Best practice for immutable object structures

262 views
Skip to first unread message

Nebur

unread,
Jun 2, 2008, 3:07:08 AM6/2/08
to sqlalchemy
Our web app needs to use an "immutable" database object structure,
i.e.some mapped classes resp.tables will change with administrative
runs only. These objects mostly are referenced by other (mutable)
persistant objects.
The structure fits well into memory and can remain in each process for
its lifetime.

Loading these objects with any new or clear()ed session would
drastically impact performance. Even more important, these immutable
objects should be easily useable as dict keys, requiring them to
reliable keep their identity. (These objects are nice candidates for
memcached but this is not about instance identity.)

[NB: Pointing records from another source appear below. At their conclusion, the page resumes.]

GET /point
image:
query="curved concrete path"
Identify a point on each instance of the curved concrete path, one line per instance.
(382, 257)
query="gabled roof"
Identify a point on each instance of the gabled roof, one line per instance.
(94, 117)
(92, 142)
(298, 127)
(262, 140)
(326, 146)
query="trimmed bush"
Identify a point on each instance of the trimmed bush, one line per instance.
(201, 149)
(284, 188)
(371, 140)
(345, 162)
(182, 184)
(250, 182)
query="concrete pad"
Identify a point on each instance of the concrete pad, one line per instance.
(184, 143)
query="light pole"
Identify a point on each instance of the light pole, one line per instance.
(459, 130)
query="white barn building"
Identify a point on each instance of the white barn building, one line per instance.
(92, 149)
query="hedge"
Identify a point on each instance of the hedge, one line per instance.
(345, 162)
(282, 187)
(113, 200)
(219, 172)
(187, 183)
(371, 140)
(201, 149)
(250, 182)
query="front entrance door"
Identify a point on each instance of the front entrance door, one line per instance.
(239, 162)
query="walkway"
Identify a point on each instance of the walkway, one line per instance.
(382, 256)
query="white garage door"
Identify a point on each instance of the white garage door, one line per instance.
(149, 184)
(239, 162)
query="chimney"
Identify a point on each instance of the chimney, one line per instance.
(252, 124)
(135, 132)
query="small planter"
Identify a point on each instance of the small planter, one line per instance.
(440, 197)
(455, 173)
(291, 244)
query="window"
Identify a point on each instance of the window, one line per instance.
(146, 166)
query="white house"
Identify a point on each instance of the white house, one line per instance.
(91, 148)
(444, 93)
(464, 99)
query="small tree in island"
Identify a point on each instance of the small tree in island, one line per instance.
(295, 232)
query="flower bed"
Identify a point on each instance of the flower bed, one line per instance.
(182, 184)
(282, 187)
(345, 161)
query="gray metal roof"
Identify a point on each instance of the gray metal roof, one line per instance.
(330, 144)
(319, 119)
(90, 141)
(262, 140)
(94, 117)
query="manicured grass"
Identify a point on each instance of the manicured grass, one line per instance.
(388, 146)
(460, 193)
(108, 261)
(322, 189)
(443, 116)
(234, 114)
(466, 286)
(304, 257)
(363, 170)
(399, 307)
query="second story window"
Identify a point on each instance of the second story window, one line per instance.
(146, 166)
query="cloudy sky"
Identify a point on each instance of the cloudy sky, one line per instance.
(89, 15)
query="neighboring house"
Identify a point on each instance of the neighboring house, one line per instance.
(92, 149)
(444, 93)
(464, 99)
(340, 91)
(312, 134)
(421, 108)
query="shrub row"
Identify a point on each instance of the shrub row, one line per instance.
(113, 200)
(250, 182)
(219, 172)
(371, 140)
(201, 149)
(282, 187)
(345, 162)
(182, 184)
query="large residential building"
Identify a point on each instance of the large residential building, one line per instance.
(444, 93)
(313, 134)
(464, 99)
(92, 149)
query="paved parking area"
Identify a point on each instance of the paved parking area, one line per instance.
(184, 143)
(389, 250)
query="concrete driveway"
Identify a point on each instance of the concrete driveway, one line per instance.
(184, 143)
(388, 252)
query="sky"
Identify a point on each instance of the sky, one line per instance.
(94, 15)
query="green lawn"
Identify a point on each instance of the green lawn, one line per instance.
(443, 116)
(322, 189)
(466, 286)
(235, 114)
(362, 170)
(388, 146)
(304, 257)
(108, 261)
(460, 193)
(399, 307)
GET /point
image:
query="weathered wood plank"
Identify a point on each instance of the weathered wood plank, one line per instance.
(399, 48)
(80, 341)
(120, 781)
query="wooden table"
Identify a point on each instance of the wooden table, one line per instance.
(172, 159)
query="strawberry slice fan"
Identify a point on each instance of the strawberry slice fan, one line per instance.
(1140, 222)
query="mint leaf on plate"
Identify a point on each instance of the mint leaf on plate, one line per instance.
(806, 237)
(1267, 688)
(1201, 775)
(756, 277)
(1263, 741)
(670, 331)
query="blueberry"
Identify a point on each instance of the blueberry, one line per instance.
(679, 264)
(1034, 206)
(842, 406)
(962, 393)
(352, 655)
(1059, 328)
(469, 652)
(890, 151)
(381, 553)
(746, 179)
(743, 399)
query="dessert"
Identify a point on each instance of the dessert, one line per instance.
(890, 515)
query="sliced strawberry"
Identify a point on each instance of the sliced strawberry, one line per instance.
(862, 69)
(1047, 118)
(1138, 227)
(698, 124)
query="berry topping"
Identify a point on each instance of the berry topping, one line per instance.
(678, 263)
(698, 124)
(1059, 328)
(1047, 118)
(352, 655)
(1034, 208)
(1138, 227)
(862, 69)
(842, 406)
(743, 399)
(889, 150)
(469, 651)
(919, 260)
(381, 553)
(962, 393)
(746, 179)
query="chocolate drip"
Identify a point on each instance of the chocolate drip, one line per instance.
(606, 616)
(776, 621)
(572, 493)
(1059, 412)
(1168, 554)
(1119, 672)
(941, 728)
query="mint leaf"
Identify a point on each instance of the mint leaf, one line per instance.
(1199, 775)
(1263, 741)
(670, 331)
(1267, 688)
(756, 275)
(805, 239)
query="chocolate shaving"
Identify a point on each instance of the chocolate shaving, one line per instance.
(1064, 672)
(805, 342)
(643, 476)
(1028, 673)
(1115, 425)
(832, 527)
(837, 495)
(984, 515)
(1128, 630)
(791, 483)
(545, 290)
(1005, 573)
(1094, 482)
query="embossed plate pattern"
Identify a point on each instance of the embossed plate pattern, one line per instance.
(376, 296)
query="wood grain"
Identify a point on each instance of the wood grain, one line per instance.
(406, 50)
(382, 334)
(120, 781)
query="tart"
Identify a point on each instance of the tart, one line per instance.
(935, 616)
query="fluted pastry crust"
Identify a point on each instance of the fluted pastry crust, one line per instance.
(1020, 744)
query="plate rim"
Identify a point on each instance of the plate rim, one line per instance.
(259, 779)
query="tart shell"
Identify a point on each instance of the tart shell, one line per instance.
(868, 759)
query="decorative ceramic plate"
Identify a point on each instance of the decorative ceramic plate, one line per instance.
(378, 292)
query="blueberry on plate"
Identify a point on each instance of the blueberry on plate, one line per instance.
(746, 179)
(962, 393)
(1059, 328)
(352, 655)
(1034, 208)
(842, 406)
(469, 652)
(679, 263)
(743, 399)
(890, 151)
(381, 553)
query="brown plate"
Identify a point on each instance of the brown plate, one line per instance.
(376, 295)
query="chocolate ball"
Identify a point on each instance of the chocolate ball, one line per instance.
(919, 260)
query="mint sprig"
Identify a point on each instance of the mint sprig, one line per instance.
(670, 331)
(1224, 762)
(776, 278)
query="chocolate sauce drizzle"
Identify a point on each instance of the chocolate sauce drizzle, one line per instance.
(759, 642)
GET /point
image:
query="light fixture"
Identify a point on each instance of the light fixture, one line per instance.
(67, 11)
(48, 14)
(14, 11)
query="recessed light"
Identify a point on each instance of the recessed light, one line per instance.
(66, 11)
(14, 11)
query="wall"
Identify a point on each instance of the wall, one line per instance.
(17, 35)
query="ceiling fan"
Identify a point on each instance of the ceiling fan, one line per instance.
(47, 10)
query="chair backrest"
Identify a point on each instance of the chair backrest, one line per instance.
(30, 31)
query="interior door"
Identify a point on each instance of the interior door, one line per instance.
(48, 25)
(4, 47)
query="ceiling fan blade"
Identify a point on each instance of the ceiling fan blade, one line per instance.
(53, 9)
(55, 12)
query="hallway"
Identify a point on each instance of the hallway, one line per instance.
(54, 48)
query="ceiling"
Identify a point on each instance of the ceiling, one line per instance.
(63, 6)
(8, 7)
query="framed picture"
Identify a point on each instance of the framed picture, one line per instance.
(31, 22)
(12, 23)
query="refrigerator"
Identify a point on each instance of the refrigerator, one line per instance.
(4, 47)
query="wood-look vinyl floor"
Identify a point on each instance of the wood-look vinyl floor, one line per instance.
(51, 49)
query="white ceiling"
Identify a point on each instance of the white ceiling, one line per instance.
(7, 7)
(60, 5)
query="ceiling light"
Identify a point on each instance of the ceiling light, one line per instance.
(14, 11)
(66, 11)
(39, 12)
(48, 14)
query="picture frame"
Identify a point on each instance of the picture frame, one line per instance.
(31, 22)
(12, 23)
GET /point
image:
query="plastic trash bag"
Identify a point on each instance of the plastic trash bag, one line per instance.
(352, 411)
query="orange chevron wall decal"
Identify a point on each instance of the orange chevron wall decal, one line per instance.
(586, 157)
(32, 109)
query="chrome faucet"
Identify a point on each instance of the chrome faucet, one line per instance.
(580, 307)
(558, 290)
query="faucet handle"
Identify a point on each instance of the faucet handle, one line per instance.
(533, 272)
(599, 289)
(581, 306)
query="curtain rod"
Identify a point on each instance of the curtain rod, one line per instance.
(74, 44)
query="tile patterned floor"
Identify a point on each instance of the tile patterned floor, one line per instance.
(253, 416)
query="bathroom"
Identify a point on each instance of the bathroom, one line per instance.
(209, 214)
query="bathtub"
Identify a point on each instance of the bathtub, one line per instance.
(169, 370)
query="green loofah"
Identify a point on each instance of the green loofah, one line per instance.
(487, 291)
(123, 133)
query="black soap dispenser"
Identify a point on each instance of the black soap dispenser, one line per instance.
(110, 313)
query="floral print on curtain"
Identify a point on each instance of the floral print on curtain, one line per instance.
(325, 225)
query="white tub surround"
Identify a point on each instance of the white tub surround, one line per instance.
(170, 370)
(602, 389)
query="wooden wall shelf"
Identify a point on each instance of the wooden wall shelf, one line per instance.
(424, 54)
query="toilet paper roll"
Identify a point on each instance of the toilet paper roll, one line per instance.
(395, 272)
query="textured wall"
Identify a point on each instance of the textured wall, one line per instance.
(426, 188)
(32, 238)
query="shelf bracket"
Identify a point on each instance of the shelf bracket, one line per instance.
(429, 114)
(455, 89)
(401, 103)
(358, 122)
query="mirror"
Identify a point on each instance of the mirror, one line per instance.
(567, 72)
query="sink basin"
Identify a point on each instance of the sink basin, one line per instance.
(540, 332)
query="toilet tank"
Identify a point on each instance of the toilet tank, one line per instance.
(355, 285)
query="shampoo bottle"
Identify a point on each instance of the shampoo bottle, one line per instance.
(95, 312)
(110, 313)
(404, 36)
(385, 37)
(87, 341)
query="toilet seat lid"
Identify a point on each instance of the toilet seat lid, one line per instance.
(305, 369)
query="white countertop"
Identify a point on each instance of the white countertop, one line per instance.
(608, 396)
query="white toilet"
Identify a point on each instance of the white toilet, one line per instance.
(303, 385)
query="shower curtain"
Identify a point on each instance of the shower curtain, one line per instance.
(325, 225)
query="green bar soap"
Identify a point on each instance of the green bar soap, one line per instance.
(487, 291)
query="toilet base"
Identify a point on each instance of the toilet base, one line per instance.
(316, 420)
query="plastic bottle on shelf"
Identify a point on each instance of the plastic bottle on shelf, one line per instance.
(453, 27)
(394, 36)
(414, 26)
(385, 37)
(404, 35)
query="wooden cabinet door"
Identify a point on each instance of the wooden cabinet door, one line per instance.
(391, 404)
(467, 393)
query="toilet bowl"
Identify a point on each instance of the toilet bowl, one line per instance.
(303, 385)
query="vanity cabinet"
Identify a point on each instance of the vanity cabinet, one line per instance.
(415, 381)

I'm currently using this recipe:
Provide a MapperExtension with create_instance and maintain a custom
cache for the immutable objects (additionally to the short-living
identity maps of the sessions).

class UniqueByPrikeyMapper(MapperExtension):
def create_instance(self, mapper, selectcontext, row, class_):
key = row[class_.c.id] # there's a primary key "id" always
try:
return get_instance_from_somewhere(class_, key=key)
except KeyError: # instance not in the cache: put it there
res = class_.__new__(class_)
register_instance_somewhere(class_,
key=row[instance.c.id])
return res

Now, any persistant instance gets cached fine when loaded. But freshly
created objects need a separate treatment.
Since we use the auto generated "id" as key, any new instance needs to
be "manually" put into the cache after is was flush()ed. I've fiddled
with a SessionExtension/after_flush(), where the new instances can be
found in flush_context.uow.new. This could be a place to put new
instances into the cache althought is seems somewhat hackish.
Alternatively, we can re-load any instance after flush() to let
create_instance() run, and throw away the original reference.
An attempt to use populate_instance() for caching instances there (and
only there) failed. populate_instance() is *not* run when the auto-
generated id is populated after flush(). Required would be the event
semantics "always called when instance got sync'ed with the DB".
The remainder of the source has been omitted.